Così può accadere, per fare uno dei tanti sciagurati esempi possibili, che a Catanzaro, nel brandello di processo sul megavillaggio turistico Marinagri (costruito nella foce del fiume Agri: 26 milioni di euro di fondi Ue), dopo aver cambiato pm in corsa (il primo pm un’ora prima chiede il rinvio a giudizio degli imputati e il secondo pm un’ora dopo chiede l’assoluzione plenaria), il gip di Catanzaro, Gabriella Reillo, assolva tutti gli imputati, con loro somma meraviglia.
Peccato però che quella sentenza debba essere dichiarata nulla perché uno dei pm della sostituzione in corsa, Vincenzo Capomolla, non aveva notificato la data di udienza a una delle parti offese. Che quindi non si è potuta opporre nel giudizio davanti al gip Reillo. La parte offesa allora è stata costretta a correre a Salerno, competente per territorio, e lì a denunciare il fatto. Ma a Salerno ha trovato un pm, Rocco Alfano (proprio uno dei tre che ha firmato la chiusura delle indagini sull’avocazione galeotta), che non lo ha considerato parte offesa, nonostante ciò risulti dagli atti. E allora la parte offesa è stata costretta a denunciare anche questo pm, ma per competenza territoriale è dovuta andare a Napoli… E intanto il villaggio turistico, il processo, i reati da accertare, i soldi pubblici stanziati, le responsabilità e le complicità evaporano…
Però. A fare un po’ i giornalisti – o i magistrati, o i politici – per davvero, non si dovrebbe far finta di dimenticare che la realizzazione di quel villaggio porta la firma di un pezzo dello stato maggiore del Pd. Che il marito del gip, Italo Reale, ex subcommissario all’emergenza ambientale in Calabria con la giunta di centrodestra guidata da Giuseppe Chiaravalloti, è tra i notabili locali del Pd. E che il gip Reillo, appena chiusa la pratica del “processo più veloce del West” a Catanzaro si è fiondata a Lamezia Terme, “lontana” 36 chilometri, per candidarsi come esponente del Pd alle primarie per eleggere il sindaco di quella città (poi si è ritirata perché sembra che non se la filasse nessuno).

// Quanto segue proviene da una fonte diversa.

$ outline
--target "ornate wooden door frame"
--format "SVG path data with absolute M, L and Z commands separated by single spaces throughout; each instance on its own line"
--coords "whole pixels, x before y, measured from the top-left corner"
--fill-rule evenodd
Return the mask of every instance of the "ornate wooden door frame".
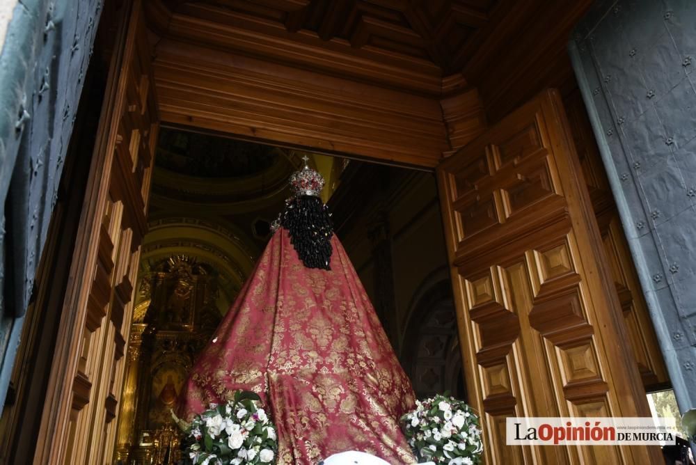
M 113 457 L 158 116 L 141 0 L 125 2 L 34 463 Z
M 659 450 L 505 446 L 507 416 L 649 416 L 559 95 L 438 168 L 470 402 L 487 463 L 657 463 Z

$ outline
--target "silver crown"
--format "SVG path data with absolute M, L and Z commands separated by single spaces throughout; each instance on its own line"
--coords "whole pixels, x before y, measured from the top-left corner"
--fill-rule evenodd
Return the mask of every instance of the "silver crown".
M 299 171 L 292 173 L 290 179 L 290 190 L 295 197 L 301 196 L 322 196 L 324 189 L 324 177 L 309 167 L 307 155 L 302 157 L 305 166 Z

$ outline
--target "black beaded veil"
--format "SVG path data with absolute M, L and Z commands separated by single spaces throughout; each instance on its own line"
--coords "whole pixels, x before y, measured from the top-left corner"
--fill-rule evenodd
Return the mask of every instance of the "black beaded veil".
M 307 165 L 290 176 L 293 196 L 274 222 L 274 230 L 286 229 L 297 255 L 308 268 L 331 269 L 331 237 L 333 223 L 329 209 L 322 200 L 324 178 Z

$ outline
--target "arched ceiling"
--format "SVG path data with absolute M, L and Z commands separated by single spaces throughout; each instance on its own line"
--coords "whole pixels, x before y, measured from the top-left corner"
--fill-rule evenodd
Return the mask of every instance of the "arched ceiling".
M 152 175 L 148 232 L 139 285 L 172 256 L 195 258 L 214 270 L 218 307 L 230 307 L 270 235 L 269 223 L 290 196 L 289 176 L 302 157 L 324 174 L 328 199 L 338 169 L 330 157 L 305 154 L 181 127 L 160 132 Z M 148 297 L 139 296 L 144 311 Z

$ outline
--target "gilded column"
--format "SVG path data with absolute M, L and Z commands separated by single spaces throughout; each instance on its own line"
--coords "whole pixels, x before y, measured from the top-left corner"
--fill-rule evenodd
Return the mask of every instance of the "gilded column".
M 143 333 L 147 324 L 134 324 L 131 329 L 130 341 L 128 343 L 126 361 L 125 379 L 118 416 L 118 429 L 116 436 L 116 448 L 114 460 L 128 463 L 131 448 L 136 445 L 135 416 L 138 405 L 139 373 L 140 372 L 141 354 L 142 352 Z

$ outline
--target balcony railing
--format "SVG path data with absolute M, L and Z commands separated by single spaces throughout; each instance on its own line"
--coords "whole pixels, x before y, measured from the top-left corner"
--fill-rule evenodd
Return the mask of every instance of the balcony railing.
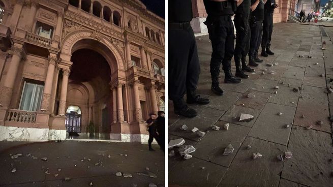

Com’è che di tutto questo il Csm se ne frega? Com’è che se ne frega di un’amministrazione della giustizia, per esempio in Basilicata, che non è, non appare, e nemmeno si sforza di apparire “terza”? Com’è che tutto questo risulta improvvisamente di così scarso interesse anche per coloro che sono “sempre tesi” (copyright, Carlo Verdone) al buon andamento della giustizia e della cosa pubblica eccetera eccetera? Non è un tema politico nazionale ed europeo, questo?
Si dirà che tutto questo accade per mille e diversi motivi, tra essi spesso trasversalmente e “oggettivamente” convergenti. Ed è vero.
Ma c’è un motivo speciale, nuovo, inedito e indicibile. I magistrati. Un corpo, un ordine, un potere, che casi come questo ci rivelano essere intaccato dagli stessi mali che affliggono tutti gli altri settori della società. Con una differenza, però. Anzi due. La prima è che i magistrati amministrano giustizia. La seconda è che a parlare così di loro (anche se almeno la metà li immaginiamo bravi e per bene) si rischia. Fosse solo la galera, poco male. E’ che si rischia anche la carriera giudiziaria e quella politica, e non per i crimini, veri o presunti, commessi, ma per l’isolamento civile, sociale, morale (e ogni riferimento non è casuale) che scatta con precisione svizzera se si dicono le cose come stanno.
E’ capitato persino a Bruno Tinti, che pure non è uno “scomodo” (anche perché è in pensione), e sempre sul FQ. Appena s’è azzardato ad avanzare anche solo l’ipotesi di una riforma per sorteggio del sinedrio del Csm, è stato strapazzato da due articolesse del procuratore piemontese di Torino, Giancarlo Caselli, e del procuratore aggiunto pugliese di Milano, Armando Spataro, che sulla intoccabilità del Csm e sulla separazione delle carriere (sempre sostenuta anche dai “cattivi magistrati” Forleo e de Magistris – a meno che quest’ultimo non abbia provvidenzialmente cambiato idea anche su questo), e su una serie di altre “cosette” riguardanti la magistratura e il funzionamento della giustizia, hanno riproposto lo stesso armamentario ammuffito che il presidente dell’Anm, Luca Palamara, ha riesumato nell’ottima intervista fattagli da Barbara Romano (Libero, 25 aprile 2010).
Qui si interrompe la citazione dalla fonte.